Each of these models could be considered a life’s work, and to see them on the page is a valuable systems thinking resource for me. I’m familiar with many of these but it’s my goal to be more familiar with more of them, to deepen my own practice. When I hear a group using, for example, an iceberg model for their sensemaking – my wish is that it sparks a reminder in me: what other systems thinking tools may be useful here? Hearing about one tool should trigger my thinking that other systems tools may also be possible/ have potential to serve the group.
Speaking of new tools, watch for their new book chapter coming out soon about Systems Scribing.
This is a new, tangible approach to representing dynamics, occurring in the moment and over time, between a scribe and social body. This discipline develops a critical skill to facilitate a system’s ability to see and sense itself, as well as crystalize ideas into action.
Learn more in this excerpt Systems Scribing: An Emerging Visual Practice, authored by Kelvy Bird and Jessica Riehl, from the forthcoming Routledge Handbook of Systems Thinking, Edited by Derek Cabrera et al. 2021
And my own intention is that as a visual practitioner, when needed, I’m able to use the tools of systems scribing to create an original model that the group needs right in the moment: the annotations, relationships, and more.

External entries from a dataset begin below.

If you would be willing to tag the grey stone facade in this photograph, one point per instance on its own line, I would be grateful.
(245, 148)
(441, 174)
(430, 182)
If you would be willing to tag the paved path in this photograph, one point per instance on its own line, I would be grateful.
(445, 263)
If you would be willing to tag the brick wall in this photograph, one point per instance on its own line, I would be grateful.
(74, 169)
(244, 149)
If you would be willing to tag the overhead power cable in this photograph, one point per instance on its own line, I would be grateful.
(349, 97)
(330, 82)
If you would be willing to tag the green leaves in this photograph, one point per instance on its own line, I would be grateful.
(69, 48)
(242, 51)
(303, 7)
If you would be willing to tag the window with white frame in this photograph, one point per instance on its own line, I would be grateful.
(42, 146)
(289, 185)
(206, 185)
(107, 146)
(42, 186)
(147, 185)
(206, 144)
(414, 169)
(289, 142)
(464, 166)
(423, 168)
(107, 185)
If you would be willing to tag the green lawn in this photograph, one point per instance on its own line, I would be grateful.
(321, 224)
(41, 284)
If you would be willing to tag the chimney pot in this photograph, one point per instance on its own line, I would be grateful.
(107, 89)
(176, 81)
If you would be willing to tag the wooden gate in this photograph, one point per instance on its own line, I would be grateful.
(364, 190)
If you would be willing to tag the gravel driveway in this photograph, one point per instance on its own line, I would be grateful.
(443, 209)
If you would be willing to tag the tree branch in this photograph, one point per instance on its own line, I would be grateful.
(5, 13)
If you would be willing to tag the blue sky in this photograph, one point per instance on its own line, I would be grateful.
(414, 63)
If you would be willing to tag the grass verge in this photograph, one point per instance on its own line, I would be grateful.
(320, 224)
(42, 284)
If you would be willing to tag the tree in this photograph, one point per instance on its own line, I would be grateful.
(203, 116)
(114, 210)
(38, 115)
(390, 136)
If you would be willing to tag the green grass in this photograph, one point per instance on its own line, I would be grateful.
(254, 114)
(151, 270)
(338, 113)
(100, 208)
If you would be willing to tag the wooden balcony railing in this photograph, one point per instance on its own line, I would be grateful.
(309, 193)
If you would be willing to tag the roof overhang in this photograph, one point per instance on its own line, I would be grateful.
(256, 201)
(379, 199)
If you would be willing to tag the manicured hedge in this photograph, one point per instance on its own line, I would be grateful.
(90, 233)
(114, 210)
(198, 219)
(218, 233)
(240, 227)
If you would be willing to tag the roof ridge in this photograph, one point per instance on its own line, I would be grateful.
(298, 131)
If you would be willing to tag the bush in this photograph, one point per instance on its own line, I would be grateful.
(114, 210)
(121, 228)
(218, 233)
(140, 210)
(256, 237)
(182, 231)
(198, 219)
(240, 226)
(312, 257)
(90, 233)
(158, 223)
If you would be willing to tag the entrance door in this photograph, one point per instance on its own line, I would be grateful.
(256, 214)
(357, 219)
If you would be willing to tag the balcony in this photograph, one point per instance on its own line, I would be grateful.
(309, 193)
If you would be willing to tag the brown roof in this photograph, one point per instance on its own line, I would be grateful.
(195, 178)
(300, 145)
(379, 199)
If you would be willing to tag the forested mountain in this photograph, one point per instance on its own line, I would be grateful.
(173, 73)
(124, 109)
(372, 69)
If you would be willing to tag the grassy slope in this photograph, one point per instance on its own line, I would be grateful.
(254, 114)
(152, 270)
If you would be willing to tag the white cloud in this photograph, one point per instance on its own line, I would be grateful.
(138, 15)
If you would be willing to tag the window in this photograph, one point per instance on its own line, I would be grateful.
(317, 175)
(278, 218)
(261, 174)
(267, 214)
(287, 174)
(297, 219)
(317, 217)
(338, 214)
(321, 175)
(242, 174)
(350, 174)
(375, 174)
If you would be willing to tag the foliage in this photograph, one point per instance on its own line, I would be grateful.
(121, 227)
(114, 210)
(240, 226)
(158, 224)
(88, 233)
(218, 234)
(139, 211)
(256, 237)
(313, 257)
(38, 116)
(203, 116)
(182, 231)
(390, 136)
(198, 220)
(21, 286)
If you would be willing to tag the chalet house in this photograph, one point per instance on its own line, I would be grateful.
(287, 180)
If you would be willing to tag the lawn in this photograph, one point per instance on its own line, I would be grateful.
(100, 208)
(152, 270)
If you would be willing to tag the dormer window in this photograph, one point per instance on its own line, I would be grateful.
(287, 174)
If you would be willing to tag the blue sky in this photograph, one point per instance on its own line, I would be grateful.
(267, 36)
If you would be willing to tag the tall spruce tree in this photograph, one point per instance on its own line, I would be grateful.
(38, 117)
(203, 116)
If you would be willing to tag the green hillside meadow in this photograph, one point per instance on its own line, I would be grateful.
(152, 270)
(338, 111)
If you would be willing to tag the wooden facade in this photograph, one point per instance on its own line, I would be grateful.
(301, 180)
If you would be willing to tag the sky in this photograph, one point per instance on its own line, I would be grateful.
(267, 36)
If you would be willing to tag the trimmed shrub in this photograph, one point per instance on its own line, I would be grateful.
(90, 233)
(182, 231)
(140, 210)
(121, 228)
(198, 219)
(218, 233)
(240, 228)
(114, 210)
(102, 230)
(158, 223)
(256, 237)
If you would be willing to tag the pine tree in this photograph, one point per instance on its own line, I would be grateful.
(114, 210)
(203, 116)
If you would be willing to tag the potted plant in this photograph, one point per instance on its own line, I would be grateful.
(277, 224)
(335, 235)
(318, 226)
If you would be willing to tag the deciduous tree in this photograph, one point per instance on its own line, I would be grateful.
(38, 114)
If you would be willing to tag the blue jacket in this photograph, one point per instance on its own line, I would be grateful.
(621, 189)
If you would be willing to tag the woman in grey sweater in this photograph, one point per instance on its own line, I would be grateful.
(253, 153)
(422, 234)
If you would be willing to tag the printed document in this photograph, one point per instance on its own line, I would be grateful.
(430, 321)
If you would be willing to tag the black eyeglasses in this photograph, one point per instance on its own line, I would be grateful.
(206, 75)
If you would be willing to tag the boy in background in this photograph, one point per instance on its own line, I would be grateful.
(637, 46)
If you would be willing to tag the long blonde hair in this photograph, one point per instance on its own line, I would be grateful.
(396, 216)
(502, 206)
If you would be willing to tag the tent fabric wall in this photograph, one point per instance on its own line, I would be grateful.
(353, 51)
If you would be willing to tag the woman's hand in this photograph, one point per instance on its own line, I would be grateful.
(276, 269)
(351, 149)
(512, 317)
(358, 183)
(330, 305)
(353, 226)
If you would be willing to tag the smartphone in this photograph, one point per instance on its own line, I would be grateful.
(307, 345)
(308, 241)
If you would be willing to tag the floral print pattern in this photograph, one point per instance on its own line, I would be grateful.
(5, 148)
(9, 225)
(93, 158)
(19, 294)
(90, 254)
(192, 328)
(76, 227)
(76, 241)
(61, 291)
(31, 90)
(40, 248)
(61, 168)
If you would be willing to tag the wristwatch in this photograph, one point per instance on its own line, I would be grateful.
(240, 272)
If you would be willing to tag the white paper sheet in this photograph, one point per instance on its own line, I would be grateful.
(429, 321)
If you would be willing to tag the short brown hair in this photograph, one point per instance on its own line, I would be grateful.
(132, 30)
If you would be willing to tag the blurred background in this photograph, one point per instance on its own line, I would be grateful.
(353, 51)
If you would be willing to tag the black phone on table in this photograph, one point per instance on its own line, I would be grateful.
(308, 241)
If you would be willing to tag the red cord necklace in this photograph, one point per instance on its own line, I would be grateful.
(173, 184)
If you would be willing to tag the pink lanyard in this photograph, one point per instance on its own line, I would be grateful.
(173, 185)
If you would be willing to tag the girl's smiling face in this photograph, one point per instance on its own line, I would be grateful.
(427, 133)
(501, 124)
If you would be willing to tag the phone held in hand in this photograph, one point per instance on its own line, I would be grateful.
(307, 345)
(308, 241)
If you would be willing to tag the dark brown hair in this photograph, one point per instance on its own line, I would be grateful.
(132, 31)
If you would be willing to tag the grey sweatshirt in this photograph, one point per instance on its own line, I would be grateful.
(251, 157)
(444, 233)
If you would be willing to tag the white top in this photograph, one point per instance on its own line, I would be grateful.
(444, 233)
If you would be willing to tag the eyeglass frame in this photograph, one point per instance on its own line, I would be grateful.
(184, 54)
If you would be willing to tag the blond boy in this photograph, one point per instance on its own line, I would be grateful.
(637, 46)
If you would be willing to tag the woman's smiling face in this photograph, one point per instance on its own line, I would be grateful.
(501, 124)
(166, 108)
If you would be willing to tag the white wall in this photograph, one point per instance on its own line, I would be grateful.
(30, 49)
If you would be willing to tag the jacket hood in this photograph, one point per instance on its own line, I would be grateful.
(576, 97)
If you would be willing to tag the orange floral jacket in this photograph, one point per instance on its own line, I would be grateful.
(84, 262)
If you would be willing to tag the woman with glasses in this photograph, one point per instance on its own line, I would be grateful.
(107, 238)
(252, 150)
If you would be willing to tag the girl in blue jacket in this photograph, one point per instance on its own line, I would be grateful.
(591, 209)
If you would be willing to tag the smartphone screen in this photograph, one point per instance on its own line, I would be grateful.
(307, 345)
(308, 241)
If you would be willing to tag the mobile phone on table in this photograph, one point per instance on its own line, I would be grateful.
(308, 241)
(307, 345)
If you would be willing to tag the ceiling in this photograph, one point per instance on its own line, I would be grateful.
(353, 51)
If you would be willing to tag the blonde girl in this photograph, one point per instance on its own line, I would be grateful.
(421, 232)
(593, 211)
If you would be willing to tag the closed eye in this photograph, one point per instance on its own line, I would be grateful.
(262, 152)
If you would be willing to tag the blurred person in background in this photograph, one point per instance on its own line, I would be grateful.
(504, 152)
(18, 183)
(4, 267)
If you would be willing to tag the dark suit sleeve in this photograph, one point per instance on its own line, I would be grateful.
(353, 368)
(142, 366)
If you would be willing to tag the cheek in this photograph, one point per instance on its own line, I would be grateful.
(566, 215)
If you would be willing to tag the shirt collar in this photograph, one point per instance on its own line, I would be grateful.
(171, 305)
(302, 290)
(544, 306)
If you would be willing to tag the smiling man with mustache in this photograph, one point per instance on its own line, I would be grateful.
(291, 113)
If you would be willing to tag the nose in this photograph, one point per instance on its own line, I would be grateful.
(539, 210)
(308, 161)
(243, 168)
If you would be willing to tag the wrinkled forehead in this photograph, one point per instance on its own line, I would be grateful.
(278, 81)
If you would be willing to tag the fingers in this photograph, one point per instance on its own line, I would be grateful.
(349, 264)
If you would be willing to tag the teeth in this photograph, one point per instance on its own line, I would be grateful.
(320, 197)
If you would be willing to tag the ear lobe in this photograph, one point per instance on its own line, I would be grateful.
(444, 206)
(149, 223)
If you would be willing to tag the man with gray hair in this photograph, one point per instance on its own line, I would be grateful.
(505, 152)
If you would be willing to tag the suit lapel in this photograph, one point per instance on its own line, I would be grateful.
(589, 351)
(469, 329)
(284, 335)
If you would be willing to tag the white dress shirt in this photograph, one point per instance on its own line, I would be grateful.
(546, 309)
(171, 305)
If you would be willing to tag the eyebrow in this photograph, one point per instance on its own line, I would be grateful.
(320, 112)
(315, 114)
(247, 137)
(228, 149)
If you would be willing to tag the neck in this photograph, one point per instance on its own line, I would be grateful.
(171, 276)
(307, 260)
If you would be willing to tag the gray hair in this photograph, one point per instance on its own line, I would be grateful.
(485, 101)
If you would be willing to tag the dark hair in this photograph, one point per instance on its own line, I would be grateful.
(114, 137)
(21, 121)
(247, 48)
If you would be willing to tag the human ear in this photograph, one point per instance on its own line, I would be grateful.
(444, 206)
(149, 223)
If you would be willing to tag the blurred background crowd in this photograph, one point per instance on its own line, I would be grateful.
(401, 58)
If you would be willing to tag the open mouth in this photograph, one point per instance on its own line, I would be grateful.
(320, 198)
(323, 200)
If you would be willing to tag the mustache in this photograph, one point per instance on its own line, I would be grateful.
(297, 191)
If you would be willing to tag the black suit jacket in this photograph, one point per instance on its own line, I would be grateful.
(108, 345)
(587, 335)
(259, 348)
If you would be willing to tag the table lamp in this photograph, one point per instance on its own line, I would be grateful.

I’m able to make visible the parts and the whole; the patterns and perspectives. Systems scribing helps us create a diagram of a system: it could be drawn on the back of a napkin but also something more full, where needed. I find that I might shift between graphic recording plenaries/workshop presentations into systems scribing in the same day. Or, I could be invited into a session to specifically build a model with a group (eg we are drawing what governance options will serve us best?)